- Country of origin: Great Britain
- No. of seasons: 1
- No. of episodes: 4

Original release
- Network: Channel 4
- Release: 16 November 2003 – 2003

= Adult at 14 season =

Adult at 14 season is part of the 2003 autumn season on the UK television station Channel 4. The season looked into the lives of British teenagers and centred on issues such as sex and relationships and potential long-term consequences such as teenage pregnancy or sexually transmitted infections.

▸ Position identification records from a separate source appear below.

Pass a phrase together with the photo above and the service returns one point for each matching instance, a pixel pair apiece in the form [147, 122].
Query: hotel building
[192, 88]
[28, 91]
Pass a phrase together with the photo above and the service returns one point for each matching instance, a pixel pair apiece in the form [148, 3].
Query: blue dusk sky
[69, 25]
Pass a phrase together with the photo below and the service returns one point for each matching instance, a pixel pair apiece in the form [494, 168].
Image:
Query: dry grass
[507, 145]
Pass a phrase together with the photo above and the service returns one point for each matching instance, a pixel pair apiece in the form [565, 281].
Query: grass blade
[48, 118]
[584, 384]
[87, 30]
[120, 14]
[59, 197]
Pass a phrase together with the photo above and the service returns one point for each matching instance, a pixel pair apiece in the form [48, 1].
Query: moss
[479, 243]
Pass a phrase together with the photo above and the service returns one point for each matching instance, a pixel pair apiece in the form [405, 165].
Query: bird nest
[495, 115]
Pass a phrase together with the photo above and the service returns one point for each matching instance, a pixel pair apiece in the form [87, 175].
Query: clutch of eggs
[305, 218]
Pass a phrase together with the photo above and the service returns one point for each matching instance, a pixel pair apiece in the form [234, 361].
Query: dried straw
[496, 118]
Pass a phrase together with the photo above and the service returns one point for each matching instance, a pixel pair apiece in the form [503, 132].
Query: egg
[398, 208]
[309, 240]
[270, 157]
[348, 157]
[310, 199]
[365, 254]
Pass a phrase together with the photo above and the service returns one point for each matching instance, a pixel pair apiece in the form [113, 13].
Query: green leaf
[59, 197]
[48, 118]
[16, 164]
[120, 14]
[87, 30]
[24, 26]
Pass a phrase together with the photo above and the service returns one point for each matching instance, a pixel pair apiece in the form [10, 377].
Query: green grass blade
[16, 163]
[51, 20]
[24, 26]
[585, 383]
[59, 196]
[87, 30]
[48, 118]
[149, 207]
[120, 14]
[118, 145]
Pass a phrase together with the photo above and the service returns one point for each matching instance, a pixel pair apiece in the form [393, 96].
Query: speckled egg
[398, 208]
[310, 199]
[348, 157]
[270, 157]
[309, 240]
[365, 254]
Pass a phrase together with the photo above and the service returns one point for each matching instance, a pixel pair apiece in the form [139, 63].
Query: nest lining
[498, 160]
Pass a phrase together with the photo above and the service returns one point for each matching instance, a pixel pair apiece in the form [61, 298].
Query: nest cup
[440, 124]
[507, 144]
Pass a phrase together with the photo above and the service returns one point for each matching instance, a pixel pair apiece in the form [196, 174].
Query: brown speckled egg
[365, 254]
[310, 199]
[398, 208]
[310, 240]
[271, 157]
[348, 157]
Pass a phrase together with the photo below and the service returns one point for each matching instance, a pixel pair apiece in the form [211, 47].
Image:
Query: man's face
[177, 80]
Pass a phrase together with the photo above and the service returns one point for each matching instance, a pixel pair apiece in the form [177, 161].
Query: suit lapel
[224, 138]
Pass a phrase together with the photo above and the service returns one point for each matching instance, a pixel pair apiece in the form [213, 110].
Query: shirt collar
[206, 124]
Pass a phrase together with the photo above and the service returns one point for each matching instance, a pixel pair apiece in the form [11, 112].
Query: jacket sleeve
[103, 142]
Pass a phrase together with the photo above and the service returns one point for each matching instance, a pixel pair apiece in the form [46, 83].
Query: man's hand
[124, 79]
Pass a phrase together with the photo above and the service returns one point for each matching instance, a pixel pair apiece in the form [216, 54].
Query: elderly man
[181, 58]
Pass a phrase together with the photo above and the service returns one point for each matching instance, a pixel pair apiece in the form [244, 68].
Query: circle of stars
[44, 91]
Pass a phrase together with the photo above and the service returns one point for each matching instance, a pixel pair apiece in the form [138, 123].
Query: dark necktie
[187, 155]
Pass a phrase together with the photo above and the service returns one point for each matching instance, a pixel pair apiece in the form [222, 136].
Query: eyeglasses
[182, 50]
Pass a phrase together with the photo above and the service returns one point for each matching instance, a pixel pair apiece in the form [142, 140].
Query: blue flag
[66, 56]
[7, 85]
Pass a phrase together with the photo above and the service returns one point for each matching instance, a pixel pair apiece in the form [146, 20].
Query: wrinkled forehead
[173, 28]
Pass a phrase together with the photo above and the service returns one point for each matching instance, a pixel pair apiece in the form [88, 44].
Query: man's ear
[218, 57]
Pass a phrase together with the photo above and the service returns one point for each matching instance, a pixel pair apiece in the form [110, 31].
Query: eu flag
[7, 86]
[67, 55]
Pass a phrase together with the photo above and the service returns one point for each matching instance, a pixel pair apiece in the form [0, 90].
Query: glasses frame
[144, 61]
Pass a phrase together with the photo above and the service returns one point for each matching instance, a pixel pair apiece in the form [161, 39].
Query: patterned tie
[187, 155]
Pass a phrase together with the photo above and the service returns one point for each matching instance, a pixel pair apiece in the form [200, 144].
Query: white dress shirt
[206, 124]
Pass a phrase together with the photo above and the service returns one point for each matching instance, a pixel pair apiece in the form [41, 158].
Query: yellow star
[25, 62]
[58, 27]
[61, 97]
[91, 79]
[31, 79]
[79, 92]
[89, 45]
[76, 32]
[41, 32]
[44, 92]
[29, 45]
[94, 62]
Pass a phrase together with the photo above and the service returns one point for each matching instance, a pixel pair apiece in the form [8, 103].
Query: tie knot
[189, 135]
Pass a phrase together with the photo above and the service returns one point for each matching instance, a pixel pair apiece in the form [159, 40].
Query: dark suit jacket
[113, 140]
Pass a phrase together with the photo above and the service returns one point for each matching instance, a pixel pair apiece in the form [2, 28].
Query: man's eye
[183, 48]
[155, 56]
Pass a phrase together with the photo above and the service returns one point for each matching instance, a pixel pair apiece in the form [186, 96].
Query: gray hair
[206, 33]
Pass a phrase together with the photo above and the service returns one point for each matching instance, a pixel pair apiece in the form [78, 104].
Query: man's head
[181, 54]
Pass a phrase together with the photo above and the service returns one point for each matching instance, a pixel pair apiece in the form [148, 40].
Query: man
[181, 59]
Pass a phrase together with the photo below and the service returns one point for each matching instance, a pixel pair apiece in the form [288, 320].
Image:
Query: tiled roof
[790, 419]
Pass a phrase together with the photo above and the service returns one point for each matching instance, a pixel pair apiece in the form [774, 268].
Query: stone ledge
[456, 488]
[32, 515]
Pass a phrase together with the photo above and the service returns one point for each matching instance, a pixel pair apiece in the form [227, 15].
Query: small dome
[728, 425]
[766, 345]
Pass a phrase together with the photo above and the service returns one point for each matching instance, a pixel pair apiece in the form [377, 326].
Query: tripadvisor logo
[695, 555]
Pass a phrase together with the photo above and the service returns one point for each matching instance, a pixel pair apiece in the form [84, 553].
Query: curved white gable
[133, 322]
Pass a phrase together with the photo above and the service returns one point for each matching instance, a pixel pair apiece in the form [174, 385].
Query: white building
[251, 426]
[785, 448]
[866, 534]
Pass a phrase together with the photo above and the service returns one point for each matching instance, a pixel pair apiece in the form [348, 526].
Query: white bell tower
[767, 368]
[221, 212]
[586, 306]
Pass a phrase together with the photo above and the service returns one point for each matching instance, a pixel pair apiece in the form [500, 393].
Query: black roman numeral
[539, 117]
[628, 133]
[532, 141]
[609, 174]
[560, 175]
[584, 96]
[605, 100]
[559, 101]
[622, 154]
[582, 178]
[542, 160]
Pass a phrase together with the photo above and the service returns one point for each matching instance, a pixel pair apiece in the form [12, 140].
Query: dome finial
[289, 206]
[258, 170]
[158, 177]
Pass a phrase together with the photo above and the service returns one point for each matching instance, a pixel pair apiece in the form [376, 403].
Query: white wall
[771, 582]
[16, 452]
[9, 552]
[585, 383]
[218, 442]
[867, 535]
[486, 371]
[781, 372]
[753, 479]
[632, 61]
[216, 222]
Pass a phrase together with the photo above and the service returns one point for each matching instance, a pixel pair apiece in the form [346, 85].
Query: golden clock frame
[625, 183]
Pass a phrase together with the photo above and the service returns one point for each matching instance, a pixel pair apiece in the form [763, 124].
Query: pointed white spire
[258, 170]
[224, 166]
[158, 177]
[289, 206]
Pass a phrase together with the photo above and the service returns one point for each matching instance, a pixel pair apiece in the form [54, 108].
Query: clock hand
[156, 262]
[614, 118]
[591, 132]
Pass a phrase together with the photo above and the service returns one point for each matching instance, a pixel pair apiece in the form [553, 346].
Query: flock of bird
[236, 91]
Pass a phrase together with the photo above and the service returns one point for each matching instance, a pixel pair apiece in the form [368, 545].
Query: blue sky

It also supported the age of consent remaining at sixteen in order to protect vulnerable young people from abuse, but they campaigned for changes to the Sexual Offences Bill which, as it stands, will criminalise under 16s who engage in any form of consensual non-penetrative sexual activity.

== Season ==

The season includes a full-length Drama, documentary and several talk segments debating the issues facing teenagers.

- Pleasureland
A vibrant and provocative feature-length drama focusing on a group of teenagers in Liverpool who can't wait to grow up. "Pleasureland," tackles the incendiary subject of underage sex from the perspective of a 14-year-old girl who would rather get laid or get drunk than study.

- Sex before 16
An hour long documentary about the age of consent entitled Sex Before 16, How The Law Is Failing.

- 14 Alone
A group of ten 14-year-old boys and girls spend five days and nights together in a house divested of the trappings of 'teendom': no TV, video games, mobile phones or CD players are allowed.

- Porn To Be Young
Also known as Kids on porn, a frank look at young people's attitudes to pornography and the role it plays in shaping their adolescent lives. The programme claims it will offer an insight into "this tender age when children are on the cusp of adulthood". Can adolescents distinguish between the fantasy world of pornography and the reality of sexual experience?